From: "Lis, Tomasz" <tomasz.lis@intel.com>
To: Michal Wajdeczko <michal.wajdeczko@intel.com>,
<intel-xe@lists.freedesktop.org>
Cc: "Michał Winiarski" <michal.winiarski@intel.com>,
"Piotr Piórkowski" <piotr.piorkowski@intel.com>,
"Matthew Brost" <matthew.brost@intel.com>,
"Lucas De Marchi" <lucas.demarchi@intel.com>
Subject: Re: [PATCH v1 6/7] drm/xe/vf: Rebase MEMIRQ structures for all contexts after migration
Date: Fri, 16 May 2025 00:07:47 +0200 [thread overview]
Message-ID: <64e6641d-7b0d-41a5-87f5-54a03d6bece1@intel.com> (raw)
In-Reply-To: <689654c7-b47c-445d-be19-76671fda4a4a@intel.com>
[-- Attachment #1: Type: text/plain, Size: 5305 bytes --]

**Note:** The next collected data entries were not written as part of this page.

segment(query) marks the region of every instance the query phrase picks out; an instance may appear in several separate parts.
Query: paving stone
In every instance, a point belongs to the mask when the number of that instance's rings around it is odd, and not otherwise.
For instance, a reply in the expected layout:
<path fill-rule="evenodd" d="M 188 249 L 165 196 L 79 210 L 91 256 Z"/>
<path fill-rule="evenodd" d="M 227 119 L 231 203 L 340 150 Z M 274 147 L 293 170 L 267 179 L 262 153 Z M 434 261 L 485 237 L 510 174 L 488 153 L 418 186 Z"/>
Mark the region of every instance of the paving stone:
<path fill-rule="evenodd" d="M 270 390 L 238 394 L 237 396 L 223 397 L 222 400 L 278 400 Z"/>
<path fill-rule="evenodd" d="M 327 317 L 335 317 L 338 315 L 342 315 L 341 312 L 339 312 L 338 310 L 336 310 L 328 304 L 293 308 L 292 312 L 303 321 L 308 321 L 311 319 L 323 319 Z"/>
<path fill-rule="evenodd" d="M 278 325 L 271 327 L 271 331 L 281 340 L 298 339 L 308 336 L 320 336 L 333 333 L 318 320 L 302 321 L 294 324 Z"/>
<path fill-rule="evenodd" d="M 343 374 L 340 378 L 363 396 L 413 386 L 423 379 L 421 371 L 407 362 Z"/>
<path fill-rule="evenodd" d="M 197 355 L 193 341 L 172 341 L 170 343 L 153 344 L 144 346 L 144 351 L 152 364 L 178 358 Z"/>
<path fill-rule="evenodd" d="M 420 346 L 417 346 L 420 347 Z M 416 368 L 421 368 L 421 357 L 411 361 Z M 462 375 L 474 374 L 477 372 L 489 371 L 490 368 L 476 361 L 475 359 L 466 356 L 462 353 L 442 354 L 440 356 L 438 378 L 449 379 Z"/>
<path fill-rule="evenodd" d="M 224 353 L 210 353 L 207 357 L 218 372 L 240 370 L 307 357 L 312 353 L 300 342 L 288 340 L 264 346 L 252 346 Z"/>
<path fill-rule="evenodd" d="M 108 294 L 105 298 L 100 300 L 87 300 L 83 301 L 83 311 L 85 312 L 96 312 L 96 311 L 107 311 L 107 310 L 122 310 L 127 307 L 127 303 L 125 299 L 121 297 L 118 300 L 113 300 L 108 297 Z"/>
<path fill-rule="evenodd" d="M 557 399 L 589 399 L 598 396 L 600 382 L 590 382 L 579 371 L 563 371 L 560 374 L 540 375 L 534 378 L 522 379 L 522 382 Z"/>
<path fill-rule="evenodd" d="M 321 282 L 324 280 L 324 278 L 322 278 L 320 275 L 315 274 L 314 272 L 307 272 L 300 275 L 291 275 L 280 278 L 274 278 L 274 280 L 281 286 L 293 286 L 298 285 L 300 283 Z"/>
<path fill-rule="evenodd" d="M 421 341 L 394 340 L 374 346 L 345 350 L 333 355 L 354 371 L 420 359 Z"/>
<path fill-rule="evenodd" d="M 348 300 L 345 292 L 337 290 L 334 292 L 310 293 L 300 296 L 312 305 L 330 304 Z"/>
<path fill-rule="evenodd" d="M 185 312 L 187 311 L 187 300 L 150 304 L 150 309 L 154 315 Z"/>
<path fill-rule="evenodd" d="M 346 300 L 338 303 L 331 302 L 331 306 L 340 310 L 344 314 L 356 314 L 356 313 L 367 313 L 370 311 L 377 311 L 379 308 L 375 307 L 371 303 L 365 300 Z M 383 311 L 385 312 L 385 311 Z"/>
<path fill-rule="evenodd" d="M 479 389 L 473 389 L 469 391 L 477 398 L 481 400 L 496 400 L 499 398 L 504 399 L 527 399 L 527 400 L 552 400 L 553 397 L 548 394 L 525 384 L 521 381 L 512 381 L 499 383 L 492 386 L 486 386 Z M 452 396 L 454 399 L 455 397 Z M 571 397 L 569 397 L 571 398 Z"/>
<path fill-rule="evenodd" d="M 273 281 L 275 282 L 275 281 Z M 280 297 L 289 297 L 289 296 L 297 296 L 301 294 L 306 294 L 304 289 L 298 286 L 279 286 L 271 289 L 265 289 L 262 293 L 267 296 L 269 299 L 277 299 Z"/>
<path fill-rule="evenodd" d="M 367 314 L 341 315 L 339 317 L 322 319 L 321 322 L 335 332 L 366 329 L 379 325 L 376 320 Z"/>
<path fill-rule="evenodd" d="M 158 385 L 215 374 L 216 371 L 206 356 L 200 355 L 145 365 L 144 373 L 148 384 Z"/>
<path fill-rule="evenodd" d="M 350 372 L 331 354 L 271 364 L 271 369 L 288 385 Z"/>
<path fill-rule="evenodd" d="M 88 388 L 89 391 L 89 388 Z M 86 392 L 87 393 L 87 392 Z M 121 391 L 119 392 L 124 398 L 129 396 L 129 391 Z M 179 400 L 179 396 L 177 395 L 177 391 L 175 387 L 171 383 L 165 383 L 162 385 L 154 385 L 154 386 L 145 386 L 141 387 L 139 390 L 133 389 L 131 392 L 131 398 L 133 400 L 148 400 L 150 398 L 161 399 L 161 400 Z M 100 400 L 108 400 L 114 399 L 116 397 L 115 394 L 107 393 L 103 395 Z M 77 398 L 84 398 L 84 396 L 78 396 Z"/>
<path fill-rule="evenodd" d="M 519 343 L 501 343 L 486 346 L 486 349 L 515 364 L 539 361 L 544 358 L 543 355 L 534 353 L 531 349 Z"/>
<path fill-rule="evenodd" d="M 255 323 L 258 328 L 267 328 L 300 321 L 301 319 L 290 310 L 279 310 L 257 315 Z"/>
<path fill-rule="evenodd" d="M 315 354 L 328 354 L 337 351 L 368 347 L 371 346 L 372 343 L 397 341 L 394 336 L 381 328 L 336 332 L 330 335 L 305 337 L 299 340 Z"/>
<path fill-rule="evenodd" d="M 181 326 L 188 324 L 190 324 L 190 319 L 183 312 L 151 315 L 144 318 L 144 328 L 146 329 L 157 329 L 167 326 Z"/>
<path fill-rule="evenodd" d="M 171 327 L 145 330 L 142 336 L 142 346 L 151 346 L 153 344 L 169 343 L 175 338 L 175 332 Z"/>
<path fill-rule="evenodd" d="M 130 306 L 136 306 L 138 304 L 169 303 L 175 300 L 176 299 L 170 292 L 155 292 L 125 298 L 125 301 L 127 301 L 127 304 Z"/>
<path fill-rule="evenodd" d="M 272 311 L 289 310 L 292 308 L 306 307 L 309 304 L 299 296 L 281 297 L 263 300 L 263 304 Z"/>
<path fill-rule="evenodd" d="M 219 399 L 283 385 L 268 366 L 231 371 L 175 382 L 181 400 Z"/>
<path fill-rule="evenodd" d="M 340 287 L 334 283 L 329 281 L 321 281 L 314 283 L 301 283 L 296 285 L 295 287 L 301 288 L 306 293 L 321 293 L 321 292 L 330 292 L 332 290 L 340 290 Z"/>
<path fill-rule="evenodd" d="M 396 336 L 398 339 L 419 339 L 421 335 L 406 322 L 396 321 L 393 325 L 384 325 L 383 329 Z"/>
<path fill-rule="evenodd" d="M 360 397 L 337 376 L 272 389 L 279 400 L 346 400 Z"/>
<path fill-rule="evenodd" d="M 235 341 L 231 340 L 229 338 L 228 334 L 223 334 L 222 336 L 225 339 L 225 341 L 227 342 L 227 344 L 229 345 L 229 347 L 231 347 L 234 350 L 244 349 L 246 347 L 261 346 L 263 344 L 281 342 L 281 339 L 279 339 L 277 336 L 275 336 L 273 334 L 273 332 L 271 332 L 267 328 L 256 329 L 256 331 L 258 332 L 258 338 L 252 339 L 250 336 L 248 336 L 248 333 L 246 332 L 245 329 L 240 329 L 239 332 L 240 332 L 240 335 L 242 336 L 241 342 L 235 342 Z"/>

On 14.05.2025 22:03, Michal Wajdeczko wrote:
>
> On 14.05.2025 00:49, Tomasz Lis wrote:
>> All contexts require an update of state data, as the data includes
>> GGTT references to memirq-related buffers.
>>
>> Default contexts need these references updated as well, because they
>> are not refreshed when a new context is created from them.
>>
>> Signed-off-by: Tomasz Lis<tomasz.lis@intel.com>
>> ---
>> drivers/gpu/drm/xe/xe_lrc.c | 41 ++++++++++++++++++++++++++++++++
>> drivers/gpu/drm/xe/xe_lrc.h | 2 ++
>> drivers/gpu/drm/xe/xe_sriov_vf.c | 17 +++++++++++--
>> 3 files changed, 58 insertions(+), 2 deletions(-)
>>
>> diff --git a/drivers/gpu/drm/xe/xe_lrc.c b/drivers/gpu/drm/xe/xe_lrc.c
>> index 43e1c18e1769..5a7f0077ef31 100644
>> --- a/drivers/gpu/drm/xe/xe_lrc.c
>> +++ b/drivers/gpu/drm/xe/xe_lrc.c
>> @@ -898,6 +898,47 @@ static void *empty_lrc_data(struct xe_hw_engine *hwe)
>> return data;
>> }
>>
>> +/**
>> + * xe_default_lrc_update_memirq_regs_with_address - Re-compute GGTT references in default LRC
>> + * of given engine.
>> + * @hwe: the &xe_hw_engine struct instance
>> + */
>> +void xe_default_lrc_update_memirq_regs_with_address(struct xe_hw_engine *hwe)
>> +{
>> + struct xe_gt *gt = hwe->gt;
>> + u32 *regs;
>> +
>> + if (!gt->default_lrc[hwe->class])
>> + return;
>> +
>> + regs = gt->default_lrc[hwe->class] + LRC_PPHWSP_SIZE;
>> + set_memory_based_intr(regs, hwe);
>> +}
>> +
>> +/**
>> + * xe_lrc_update_memirq_regs_with_address - Re-compute GGTT references in mem interrupt data
>> + * for given LRC.
>> + * @hwe: the &xe_hw_engine struct instance
>> + * @lrc: the &xe_lrc struct instance
>> + */
>> +void xe_lrc_update_memirq_regs_with_address(struct xe_hw_engine *hwe, struct xe_lrc *lrc)
>> +{
>> + struct xe_gt *gt = hwe->gt;
>> + struct iosys_map map;
>> + size_t regs_len;
>> + u32 *regs;
>> +
>> + map = __xe_lrc_regs_map(lrc);
>> + regs_len = lrc_reg_size(gt_to_xe(gt));
>> + regs = kzalloc(regs_len, GFP_ATOMIC);
>> + if (!regs)
>> + return;
> no error ? but recovery will be now broken, no?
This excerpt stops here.